That's because more sales tax is being generated from the higher pump prices, but more gallons aren't being purchased. And that scenario has left one of the city's two main sources of paying for street projects nearly on empty.

"It doesn't give us much room for a bad winter," said Deputy City Manager Eric DeLong of the account's fund balance.

The city will get roughly $3 million as its share of the state's gas and weight tax each year through 2011 — less if consumers actually cut back on their driving. That tax represents about half of the $6.8 million account that will fill potholes and cracks, pay for traffic signs and signals, and paint the line markings next year.

The other main source of funding is the transfer the city makes from its major street fund to the local street fund. That account, too, receives gas-tax revenue, and revenue to that fund isn't growing either, as roughly $11 million is forecast to go into it each year through 2011. And that $11 million is the vast majority of the $14 million major street fund.

DeLong projected that the local street account will only have a balance of $20,000 by the end of the next fiscal year, and the balance for the major street fund will dip below $440,000 then. But he also pointed out that by the end of FY09, both fund balances will be in a deficit mode, a shortfall that will reach $6 million by the end of 2011.

"But the streets don't stop deteriorating," he said.

So DeLong asked the Downtown Development Authority to help the city by picking up a larger share of the repair and construction costs for downtown streets, and board members recently agreed.

"The city is in some pretty tough constraints," said DDA member Paul Mayhue, also a county commissioner. "We are helping out the city."

"Well, we are the city," added DDA Chairwoman Kayem Dunn.

The DDA immediately began putting more money into street work, as the board upped its contribution to the reconstruction of Ionia and Crescent streets. (See related story.) At first, the DDA had planned to put $835,000 into the work, but then doubled that amount to $1.67 million when the project's total cost went from $1.35 million to $2.66 million. The difference will show up in the DDA's FY07 budget.

But the DDA can only spend local tax increment revenue that is collected from property owners in the district on street work, an amount expected to be $3 million for the next fiscal year, which begins July 1. Street work will take up $3.7 million of the $6.5 million in total expenditures to come from that revenue source next year, an account that also includes interest on investments and a small tax increment from the transit millage.

"Over half of our budget will be dedicated to this," said DDA member David Cassard of improvements to downtown streets.

The DDA will draw $4 million from its fund balance to balance the fund next year.

DDA Executive Director Jay Fowler said the board could handle putting more of its dollars into street projects.

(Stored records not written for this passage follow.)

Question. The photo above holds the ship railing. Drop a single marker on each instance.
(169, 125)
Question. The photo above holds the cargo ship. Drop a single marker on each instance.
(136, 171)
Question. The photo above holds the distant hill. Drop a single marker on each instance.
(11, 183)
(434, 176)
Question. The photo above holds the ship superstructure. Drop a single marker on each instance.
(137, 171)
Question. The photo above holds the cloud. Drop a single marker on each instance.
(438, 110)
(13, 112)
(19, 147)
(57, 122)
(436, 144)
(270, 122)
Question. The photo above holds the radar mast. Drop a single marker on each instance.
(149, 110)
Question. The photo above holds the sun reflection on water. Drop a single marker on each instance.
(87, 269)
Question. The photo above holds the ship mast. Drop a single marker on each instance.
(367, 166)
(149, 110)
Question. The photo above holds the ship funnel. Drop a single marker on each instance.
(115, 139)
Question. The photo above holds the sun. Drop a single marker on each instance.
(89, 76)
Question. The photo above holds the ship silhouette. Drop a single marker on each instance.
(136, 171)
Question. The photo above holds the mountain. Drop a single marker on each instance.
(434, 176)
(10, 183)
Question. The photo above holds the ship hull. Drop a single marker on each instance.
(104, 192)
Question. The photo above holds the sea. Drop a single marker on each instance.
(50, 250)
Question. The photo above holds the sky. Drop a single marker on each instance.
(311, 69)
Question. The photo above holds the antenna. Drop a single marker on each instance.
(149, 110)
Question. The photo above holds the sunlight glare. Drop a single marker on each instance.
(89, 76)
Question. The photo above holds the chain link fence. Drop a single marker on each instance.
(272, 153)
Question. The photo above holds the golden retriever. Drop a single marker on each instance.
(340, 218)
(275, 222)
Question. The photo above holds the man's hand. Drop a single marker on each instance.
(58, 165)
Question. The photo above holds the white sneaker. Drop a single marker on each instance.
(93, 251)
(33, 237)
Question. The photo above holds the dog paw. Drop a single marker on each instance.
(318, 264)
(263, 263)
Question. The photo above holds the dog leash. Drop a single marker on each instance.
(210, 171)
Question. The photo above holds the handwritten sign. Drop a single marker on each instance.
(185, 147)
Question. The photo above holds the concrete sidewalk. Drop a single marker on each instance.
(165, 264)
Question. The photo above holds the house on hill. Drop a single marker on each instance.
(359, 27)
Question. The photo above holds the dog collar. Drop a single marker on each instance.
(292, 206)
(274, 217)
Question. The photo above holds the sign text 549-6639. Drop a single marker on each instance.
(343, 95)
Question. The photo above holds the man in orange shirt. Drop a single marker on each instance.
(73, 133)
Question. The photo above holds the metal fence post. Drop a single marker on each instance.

But he said doing that might cut into the panel's ability to fund other types of projects in the future, like new downtown parking facilities.

"We could put off a (street) project, but there is a cost to doing that," he added.

There are 10 downtown street improvement projects in the DDA's future through 2008. The board had committed $5.3 million toward the $16.4 million combined cost of those efforts, but now it appears the DDA will raise its commitment from $5.3 million to $9.3 million for the same 10 projects.

"This is over a several-year period, but the increased request is substantial," said Fowler.

DeLong said there weren't additional sources of revenue that the city could tap into and create more funding for street work, except for a possible millage that would be dedicated to that task. He said the city does receive grants from the state, but those require a local match within a certain time period or the city loses the grant money.

DeLong said the state hasn't raised its gas tax since 1997, but construction materials have increased appreciably since then. He noted that if the state bumped the tax by a cent, the city would get about another $1 million in gas tax revenue. The state imposes a tax of 19 cents on a gallon of gasoline and 15 cents on a gallon of diesel.

"There aren't any on the horizon," said DeLong of visible funding options. "There are no shortcuts."